The soft, many-colored veils and scarfs of the desert, with the gold
of the sand hills, the purple of the mountains, the gray and green
of the desert vegetation, with the ragged patches of dun plain, were
all there still as when Willard Holmes had first looked upon it, for
the work of Reclamation was still far from finished.
But there was more in Barbara's Desert now than pictures woven
magically in the air. There were beautiful scenes of farms with
houses and barns and fences and stacks, with cattle and horses in
the pastures, and fields of growing grain, the dark green of
alfalfa, with threads and lines and spots of water that, under the
flood of white light from the wide sky, shone in the distance like
gleaming silver. Barbara and the engineer could even distinguish the
little towns of Republic and Frontera, with Barba nearby; and even
as they looked they marked the tall column of smoke from a
locomotive on the S. & C. moving toward the crossing of the old San
Felipe trail, and on the King's Basin Central another, coming toward
the town on Dry River where once beside a dry water hole a woman lay
dead with an empty canteen by her side.
"You like my Desert?" asked the young woman softly, coming closer to
his side--so close that he felt her presence as clearly as he felt
the presence of the spirit that lives in the desert itself.
"Like it!" he repeated, turning toward her. "It is my desert now;
mine as well as yours. Oh, Barbara! Barbara! I have learned the
language of your land. Must I leave it now? Won't you tell me to
stay?"
He held out his hands to her, but she drew back a little from his
eagerness. "Wait. I must know something first before I can answer."
He looked at her questioningly. "What must you know, Barbara?"
"Did you ever hear the story of what happened here in these very
sand hills? Do you know that I am not the daughter of Jefferson
Worth?"
"Yes," he answered gravely. "I know that Mr. Worth is not your own
father, but I did not know that this was the scene of the tragedy."
"And you understand that I am nameless; that no one knows my
parentage? That there may even be Mexican or Indian blood in my
veins? You understand--you realize all that?"
He started toward her almost roughly. "Yes, I understand all that,
but I care only that you are Barbara. I know only that I want you--
you, Barbara!"
"But your family--Mr. Greenfield--your friends back home--think what
it means to them. Can you afford-"
"Barbara," he cried. "Stop! Why are you saying these things? Listen
to me. Don't you know that I love you? Don't you know that nothing
else matters? Your Desert has taught me many things, dear, but
nothing so great as this--that I want you and that nothing else
matters. I want you for my wife."
"But you said once that you would never marry me," persisted the
young woman. "What has changed you?"
"I said that I would never marry you? I said that? That cannot be,
Barbara; you are mistaken."
She shook her head. "That is what you said. I heard you myself. You
told Mr. Greenfield at my house that morning he came to see you when
you were hurt. I--I--the door into the dining room was open and I
heard."
The light of quick understanding broke over the engineer's face.

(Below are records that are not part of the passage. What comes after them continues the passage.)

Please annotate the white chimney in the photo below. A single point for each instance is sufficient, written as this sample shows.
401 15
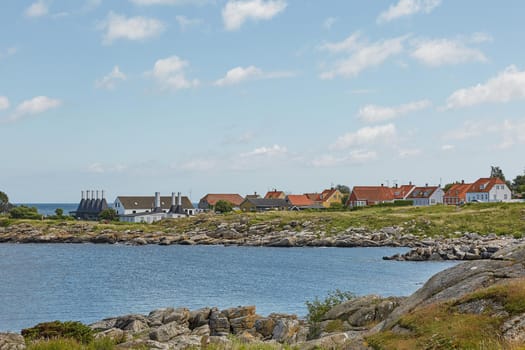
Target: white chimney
157 200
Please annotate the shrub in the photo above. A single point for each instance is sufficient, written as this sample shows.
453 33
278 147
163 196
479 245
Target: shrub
24 212
54 330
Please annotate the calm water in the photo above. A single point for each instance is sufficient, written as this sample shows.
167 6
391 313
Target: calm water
43 282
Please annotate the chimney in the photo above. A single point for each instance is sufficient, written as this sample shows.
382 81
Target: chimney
157 201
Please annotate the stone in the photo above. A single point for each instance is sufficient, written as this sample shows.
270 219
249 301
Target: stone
168 331
219 324
265 326
286 330
12 341
199 317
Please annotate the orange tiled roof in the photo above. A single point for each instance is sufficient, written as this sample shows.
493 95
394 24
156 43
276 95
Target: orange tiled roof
373 193
299 200
458 191
485 184
274 194
233 198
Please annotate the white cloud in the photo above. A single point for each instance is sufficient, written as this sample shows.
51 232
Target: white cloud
185 23
238 75
363 55
110 80
133 28
365 136
373 113
170 74
405 8
329 22
440 52
236 12
37 9
407 153
36 105
4 103
507 86
272 151
354 157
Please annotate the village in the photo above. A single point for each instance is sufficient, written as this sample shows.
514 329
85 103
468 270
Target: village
148 209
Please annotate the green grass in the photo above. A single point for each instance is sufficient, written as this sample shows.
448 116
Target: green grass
442 326
498 218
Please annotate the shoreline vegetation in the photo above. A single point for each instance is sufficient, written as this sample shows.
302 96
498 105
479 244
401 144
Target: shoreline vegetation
469 232
473 305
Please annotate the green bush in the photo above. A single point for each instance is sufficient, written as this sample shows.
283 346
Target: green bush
24 212
56 330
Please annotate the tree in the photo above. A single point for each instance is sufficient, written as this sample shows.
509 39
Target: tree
4 202
223 206
24 212
109 214
495 171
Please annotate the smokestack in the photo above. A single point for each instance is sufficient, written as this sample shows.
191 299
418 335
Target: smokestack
157 200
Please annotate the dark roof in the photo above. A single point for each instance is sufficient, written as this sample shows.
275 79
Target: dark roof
148 202
268 202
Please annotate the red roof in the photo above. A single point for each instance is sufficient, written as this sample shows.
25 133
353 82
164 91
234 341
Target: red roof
485 184
458 191
299 200
403 191
373 193
274 195
233 198
423 192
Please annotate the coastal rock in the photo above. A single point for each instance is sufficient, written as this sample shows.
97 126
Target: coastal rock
11 341
168 331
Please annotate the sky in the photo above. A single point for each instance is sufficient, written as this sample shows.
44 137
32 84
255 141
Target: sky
243 96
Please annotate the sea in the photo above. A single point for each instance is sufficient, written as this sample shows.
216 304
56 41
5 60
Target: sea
88 282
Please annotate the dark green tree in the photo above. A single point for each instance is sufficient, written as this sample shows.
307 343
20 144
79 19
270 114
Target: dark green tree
109 214
4 202
223 206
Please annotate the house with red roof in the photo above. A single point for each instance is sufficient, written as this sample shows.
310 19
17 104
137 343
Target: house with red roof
489 190
427 195
208 201
456 194
370 195
275 195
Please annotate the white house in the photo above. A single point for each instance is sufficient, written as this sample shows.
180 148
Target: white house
428 195
151 209
489 190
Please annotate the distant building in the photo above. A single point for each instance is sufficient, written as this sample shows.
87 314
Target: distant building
263 204
151 209
456 194
489 190
90 205
208 201
428 195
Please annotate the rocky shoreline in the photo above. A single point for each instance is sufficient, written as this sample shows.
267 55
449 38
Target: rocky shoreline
465 246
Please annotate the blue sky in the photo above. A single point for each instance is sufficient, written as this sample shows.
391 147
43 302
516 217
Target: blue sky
199 96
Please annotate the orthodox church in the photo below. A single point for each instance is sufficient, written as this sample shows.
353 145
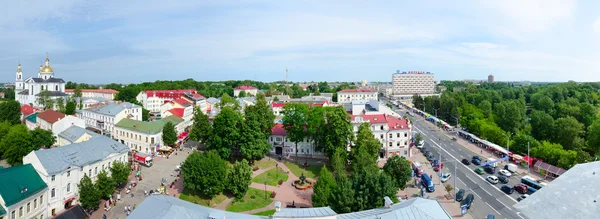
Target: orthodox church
28 90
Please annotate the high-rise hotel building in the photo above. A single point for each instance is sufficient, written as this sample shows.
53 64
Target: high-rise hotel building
413 82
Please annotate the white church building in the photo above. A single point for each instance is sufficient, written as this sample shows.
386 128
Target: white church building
27 91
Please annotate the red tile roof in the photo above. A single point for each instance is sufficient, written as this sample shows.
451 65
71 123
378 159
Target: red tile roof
171 94
51 116
105 91
275 104
245 87
177 112
278 130
27 109
363 90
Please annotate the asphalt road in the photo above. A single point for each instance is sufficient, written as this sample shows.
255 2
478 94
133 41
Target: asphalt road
489 199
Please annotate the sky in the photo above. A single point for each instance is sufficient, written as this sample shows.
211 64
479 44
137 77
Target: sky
135 41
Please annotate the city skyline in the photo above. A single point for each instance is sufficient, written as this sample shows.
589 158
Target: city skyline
550 41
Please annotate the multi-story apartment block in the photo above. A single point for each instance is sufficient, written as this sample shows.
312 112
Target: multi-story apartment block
105 115
57 122
252 91
413 82
145 137
349 95
153 99
23 193
108 94
62 168
393 133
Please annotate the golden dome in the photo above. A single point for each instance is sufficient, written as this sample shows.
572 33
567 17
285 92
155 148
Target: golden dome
47 69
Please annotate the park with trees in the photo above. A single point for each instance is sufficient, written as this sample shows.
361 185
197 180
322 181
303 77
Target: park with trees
560 121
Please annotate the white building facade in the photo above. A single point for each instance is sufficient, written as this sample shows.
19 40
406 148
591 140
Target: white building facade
27 90
105 115
349 95
62 168
413 82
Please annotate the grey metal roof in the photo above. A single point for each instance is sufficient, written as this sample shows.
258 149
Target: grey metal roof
55 94
574 194
56 160
55 80
163 207
304 212
111 108
73 133
417 208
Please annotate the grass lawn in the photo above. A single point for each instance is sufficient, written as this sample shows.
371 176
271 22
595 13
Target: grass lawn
198 199
271 177
312 171
264 164
266 213
254 198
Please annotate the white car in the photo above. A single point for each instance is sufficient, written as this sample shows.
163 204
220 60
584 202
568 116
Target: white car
505 173
445 177
492 179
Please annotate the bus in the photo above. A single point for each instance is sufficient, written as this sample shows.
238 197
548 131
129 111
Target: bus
527 180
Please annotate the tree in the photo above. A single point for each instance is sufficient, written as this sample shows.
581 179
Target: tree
253 144
201 129
323 189
239 178
89 195
16 144
399 169
169 134
226 132
105 184
45 100
542 125
41 138
119 172
10 111
568 133
294 122
206 181
342 197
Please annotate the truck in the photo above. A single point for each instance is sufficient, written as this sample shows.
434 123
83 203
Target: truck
143 159
427 183
417 168
511 167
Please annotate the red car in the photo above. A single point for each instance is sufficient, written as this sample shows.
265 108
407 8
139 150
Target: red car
521 188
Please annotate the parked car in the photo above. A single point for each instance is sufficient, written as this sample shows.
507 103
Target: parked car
505 173
479 171
468 200
507 189
466 162
490 169
492 179
460 195
503 179
445 177
521 188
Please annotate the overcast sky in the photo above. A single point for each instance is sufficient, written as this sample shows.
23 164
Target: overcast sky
145 40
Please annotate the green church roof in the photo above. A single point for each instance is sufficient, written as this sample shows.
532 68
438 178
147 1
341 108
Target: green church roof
19 183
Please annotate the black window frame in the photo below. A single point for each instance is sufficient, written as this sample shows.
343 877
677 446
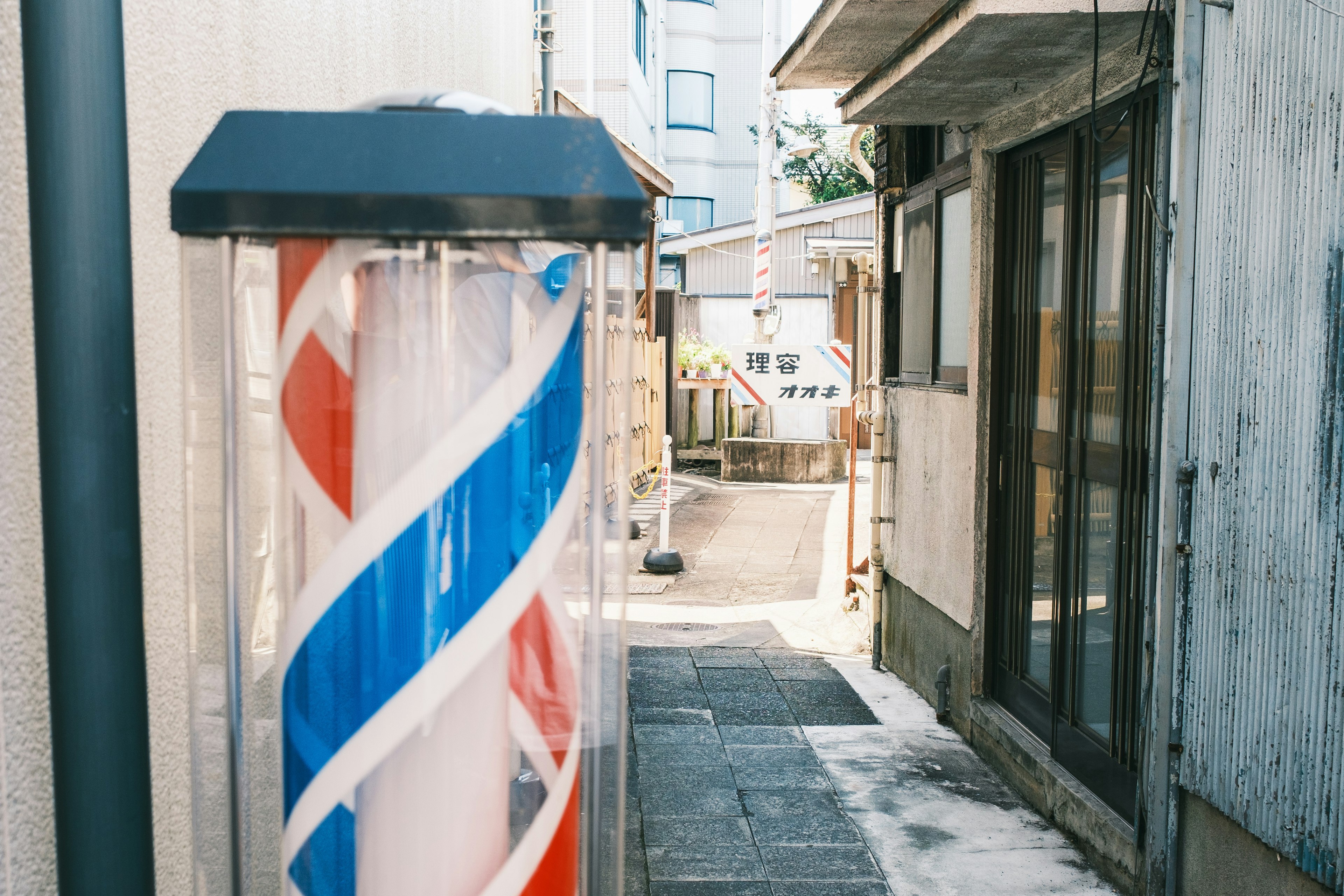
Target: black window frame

"And you heard what Uncle Jim said to me? But Barbara, didn't you
hear the reason I gave him for saying that I would not marry you?"

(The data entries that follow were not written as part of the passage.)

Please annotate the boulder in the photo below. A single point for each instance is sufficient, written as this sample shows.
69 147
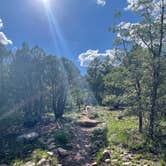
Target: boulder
28 137
93 164
50 153
86 122
62 152
44 162
107 160
29 163
106 155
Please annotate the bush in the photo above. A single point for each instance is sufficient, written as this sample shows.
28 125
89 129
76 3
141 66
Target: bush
62 137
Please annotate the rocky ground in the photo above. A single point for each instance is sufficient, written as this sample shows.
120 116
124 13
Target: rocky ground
78 139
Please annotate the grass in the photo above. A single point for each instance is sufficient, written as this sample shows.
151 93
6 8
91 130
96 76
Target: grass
35 157
122 135
62 137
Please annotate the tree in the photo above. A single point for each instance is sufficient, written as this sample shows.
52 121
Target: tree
149 33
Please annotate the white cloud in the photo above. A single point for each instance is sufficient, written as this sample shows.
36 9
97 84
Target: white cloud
101 2
86 57
3 39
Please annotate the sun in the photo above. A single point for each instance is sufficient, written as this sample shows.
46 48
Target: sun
46 2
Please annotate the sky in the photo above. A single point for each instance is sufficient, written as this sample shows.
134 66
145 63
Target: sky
67 28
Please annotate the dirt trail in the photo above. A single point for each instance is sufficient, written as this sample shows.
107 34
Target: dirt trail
81 142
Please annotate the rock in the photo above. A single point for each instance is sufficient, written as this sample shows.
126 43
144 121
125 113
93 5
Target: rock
28 137
126 163
108 160
78 157
114 160
50 153
50 140
86 122
29 163
52 146
62 152
94 164
42 162
106 155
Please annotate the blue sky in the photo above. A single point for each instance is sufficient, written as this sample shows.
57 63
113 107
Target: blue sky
81 25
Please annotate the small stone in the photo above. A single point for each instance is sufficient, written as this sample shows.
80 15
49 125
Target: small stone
106 155
51 146
94 164
108 160
28 137
50 153
127 163
29 163
62 152
114 160
43 162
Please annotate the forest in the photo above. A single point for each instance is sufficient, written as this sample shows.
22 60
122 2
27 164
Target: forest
51 114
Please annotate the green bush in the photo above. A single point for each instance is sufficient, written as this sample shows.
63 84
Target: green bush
62 137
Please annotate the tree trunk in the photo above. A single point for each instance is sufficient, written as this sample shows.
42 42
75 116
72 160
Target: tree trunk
153 103
139 105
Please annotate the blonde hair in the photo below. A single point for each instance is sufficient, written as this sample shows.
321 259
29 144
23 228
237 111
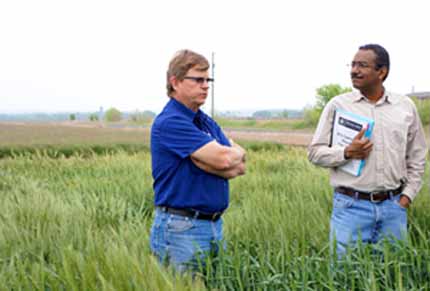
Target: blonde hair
181 63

"I--I couldn't hear anything after that," she said simply.
At her confession the man's strong face shone with triumph. "Listen,
dear, I told Uncle Jim I would never marry you because you loved
someone else and that there was no chance for me."
Barbara's brown eyes opened wide. "You thought that?"

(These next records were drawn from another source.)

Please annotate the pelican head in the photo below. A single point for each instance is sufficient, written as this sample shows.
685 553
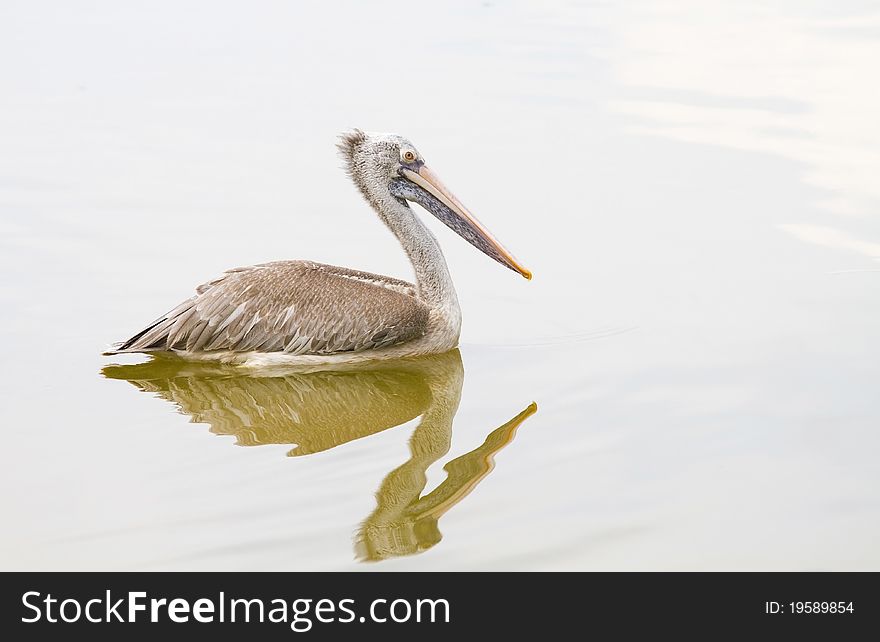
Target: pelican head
391 164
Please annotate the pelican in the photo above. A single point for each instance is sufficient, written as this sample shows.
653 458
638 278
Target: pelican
320 407
306 312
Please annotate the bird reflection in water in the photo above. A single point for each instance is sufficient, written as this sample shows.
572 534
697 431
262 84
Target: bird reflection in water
319 409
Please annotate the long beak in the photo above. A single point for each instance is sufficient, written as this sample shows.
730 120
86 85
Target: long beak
474 231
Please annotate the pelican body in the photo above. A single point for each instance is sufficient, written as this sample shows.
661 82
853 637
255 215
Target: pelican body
306 312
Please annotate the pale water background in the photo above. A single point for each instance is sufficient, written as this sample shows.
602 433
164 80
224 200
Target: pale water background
696 188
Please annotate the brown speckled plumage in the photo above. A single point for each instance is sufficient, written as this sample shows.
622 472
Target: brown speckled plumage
315 311
297 307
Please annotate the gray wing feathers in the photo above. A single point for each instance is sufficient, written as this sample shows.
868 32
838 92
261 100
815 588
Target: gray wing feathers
297 307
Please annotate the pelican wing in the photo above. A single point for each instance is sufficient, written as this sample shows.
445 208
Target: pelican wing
296 307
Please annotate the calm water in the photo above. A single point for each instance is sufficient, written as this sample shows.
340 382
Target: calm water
694 187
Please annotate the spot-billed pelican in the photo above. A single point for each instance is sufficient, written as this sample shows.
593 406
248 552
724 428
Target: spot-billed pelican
300 311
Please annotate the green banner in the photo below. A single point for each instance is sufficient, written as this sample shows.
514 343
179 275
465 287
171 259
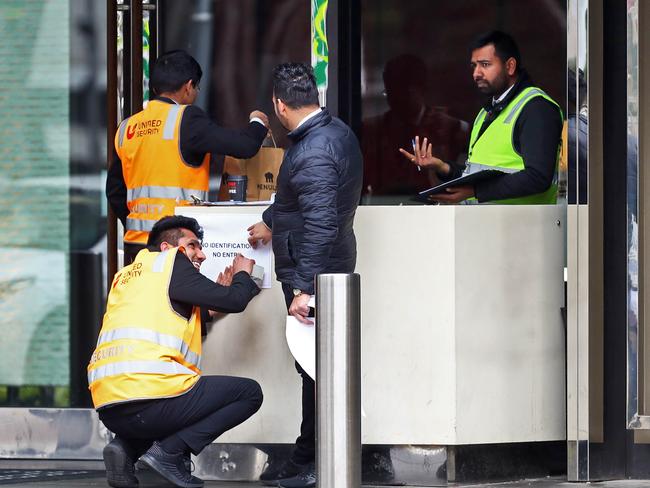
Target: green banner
319 50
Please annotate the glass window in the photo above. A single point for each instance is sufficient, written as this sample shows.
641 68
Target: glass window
52 159
416 79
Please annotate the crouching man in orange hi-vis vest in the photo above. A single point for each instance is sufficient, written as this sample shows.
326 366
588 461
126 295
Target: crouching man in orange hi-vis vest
163 153
145 374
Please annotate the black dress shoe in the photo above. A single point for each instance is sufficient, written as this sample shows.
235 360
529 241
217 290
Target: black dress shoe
120 471
172 467
306 479
276 472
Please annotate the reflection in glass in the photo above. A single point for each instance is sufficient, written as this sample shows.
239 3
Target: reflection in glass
53 153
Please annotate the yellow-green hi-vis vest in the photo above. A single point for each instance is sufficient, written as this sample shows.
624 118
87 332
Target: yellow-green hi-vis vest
495 148
145 349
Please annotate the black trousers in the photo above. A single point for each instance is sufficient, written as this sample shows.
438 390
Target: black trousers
213 406
305 449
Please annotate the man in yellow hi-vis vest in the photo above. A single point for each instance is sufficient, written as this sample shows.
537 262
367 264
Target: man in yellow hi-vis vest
145 373
518 132
164 152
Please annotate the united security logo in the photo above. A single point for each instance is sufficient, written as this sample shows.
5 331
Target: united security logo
144 128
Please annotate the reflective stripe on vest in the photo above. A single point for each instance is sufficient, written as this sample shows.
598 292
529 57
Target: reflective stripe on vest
471 168
148 335
170 192
143 367
522 101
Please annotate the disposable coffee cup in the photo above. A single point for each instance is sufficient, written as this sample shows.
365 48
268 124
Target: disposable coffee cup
237 187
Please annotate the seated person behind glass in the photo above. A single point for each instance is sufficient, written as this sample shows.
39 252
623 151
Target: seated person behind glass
385 172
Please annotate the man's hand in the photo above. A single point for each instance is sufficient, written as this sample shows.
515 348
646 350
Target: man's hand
260 115
455 194
241 263
299 308
225 277
423 158
258 232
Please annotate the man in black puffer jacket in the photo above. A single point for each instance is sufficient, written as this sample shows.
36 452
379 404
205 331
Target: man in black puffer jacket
318 190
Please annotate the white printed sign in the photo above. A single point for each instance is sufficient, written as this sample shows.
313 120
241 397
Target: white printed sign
225 236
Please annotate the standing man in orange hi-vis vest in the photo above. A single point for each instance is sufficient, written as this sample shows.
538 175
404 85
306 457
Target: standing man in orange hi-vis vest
145 376
164 151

The man laughed. "Of course you do; but I thought you loved him as I
wanted you to love me; don't you understand?"
"Oh-h!" The exclamation was a confession, an explanation and an
expression of complete understanding. "But that"--she added as she
went to him--"that could not be."
But Barbara's words, rightly understood, mark the end of my story.
Rarely is it given in the story of life, to those who work greatly
or love greatly, to gather the fruit of their toil or passion. But
it is given those others, perhaps--those for whom it could not be--
to know a happiness greater, it may be, than the joy of possession.